Over the course of the COVID-19 pandemic, a "digital divide" emerged where companies that invested in digital before 2020 progressed more quickly through the stages of disruption to the next phase of growth.
Digital transformation (DX) was accelerated by the need for remote work and collaboration with internal and external constituents, and those companies that had previously implemented DX initiatives prior to the pandemic were – and continue to be – able to respond more flexibly.
Another component of digital transformation that accelerated during the pandemic is the evolution of industry ecosystems from a static list of partners that provide supply or support occasionally to a diverse, flexible, and scalable mix of technology vendors, industry organizations, industry consortia, supply chains, service providers, service and expert networks, and the end customer.
Examples exist today of companies, both friend and foe, working together in tandem to share data and insights, applications, and operations and expertise while delivering products, services, and experiences in a blended physical and digital way to the end patient, citizen, customer, or consumer.
"Opening and extending innovation, collaboration, and operation with partners inside and outside any given industry have become a critical strategy for executives and their organizations," said Jeffrey Hojlo, research vice president, Future of Industry Ecosystems at IDC.
According to Hojlo the world and each industry business landscape are too complex, dynamic, and disruptive for any one organization to address on its own.
“As such, every industry needs an external source of data, insights, applications, operations, and expertise to complement and grow its business," he continued.
IDC's 2022 Future of Industry Ecosystems top 10 predictions
Prediction 1: By 2022, organizations that share data, applications, and operations with their industry ecosystem will realize a revenue increase three percentage points higher than nonparticipants.
Prediction 2: By 2024, 80% of industry ecosystem orchestrators will mandate a uniform environmental, social, and governance (ESG) policy for industry ecosystem participants through a governance platform and applications for initial and ongoing verification.
Prediction 3: By 2023, 60% of industry ecosystems will establish open innovation hubs for cross-industry collaboration, shared application development, personalized customer engagement, and 5% year-over-year participant growth.
Prediction 4: By 2025, 80% of industry ecosystem participants will leverage their own product, asset, and process digital twins to share data and insight with other participants.

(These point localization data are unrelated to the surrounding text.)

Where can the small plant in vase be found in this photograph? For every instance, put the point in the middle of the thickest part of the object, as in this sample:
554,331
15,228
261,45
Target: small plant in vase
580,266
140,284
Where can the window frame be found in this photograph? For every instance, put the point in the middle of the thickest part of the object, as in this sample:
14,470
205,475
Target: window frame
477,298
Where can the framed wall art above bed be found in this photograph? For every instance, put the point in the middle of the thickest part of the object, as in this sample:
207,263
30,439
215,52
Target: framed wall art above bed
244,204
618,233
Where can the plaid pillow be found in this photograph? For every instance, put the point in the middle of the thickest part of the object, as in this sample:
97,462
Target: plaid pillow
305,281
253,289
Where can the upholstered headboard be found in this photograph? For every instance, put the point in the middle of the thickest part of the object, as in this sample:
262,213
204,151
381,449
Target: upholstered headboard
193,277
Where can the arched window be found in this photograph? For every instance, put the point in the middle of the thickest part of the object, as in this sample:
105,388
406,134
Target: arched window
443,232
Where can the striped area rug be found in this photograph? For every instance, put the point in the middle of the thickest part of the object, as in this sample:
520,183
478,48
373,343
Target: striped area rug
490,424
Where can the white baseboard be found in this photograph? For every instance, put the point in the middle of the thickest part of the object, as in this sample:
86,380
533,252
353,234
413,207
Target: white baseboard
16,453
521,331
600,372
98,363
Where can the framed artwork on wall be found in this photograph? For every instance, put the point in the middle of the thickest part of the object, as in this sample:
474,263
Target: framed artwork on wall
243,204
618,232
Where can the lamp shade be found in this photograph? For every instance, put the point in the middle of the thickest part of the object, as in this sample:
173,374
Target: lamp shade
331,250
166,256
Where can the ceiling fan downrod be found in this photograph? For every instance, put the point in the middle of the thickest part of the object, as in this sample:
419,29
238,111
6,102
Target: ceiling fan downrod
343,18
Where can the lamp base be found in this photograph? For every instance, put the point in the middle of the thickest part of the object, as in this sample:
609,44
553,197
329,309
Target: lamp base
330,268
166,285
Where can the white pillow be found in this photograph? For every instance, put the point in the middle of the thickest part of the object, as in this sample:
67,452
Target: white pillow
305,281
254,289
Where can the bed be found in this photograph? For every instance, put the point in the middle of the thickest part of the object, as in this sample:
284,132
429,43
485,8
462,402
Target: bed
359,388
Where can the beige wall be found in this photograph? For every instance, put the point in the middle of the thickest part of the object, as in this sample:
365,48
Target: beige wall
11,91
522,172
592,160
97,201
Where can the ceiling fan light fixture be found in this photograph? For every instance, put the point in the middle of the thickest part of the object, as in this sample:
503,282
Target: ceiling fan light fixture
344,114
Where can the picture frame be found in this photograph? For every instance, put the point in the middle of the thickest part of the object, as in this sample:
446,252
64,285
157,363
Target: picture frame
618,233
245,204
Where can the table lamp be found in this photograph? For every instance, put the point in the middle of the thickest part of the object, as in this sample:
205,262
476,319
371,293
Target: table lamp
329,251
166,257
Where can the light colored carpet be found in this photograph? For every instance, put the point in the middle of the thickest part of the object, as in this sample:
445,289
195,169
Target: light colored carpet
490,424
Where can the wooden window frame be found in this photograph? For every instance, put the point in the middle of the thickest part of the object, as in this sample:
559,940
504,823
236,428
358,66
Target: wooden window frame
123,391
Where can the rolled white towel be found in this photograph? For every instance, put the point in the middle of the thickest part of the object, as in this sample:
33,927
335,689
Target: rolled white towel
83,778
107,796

Prediction 5: By 2026, 25% of the new application portfolio of global and local public, private, and non-profit organizations will consist of consortia-developed applications within their industry ecosystem.
Prediction 6: By 2025, blockchain will find its killer application with industry ecosystems, as 80% of Global 2000 organizations use distributed ledgers in their ecosystem initiatives to establish and assure trust.
Prediction 7: By 2022, 50% of the Fortune 500 will manage the value of shared ecosystem data via KPIs of improved operational productivity, ongoing customer engagement, and skills enhancement.
Prediction 8: By 2023, 25% of industry organizations will utilize venture capital subsidiaries and funding from industry partners to accelerate ecosystem scale, finance green initiatives, and spark innovation.
Prediction 9: By 2024, 50% of federal governments will take an active role in industry ecosystem development, scale, and support through legislation, financing, security, and digital and physical infrastructure.
Prediction 10: By 2026, on average, 30% of Global 2000 company revenue will derive from industry ecosystem shared data, applications, and operations initiatives with partners, industry entities, and business networks.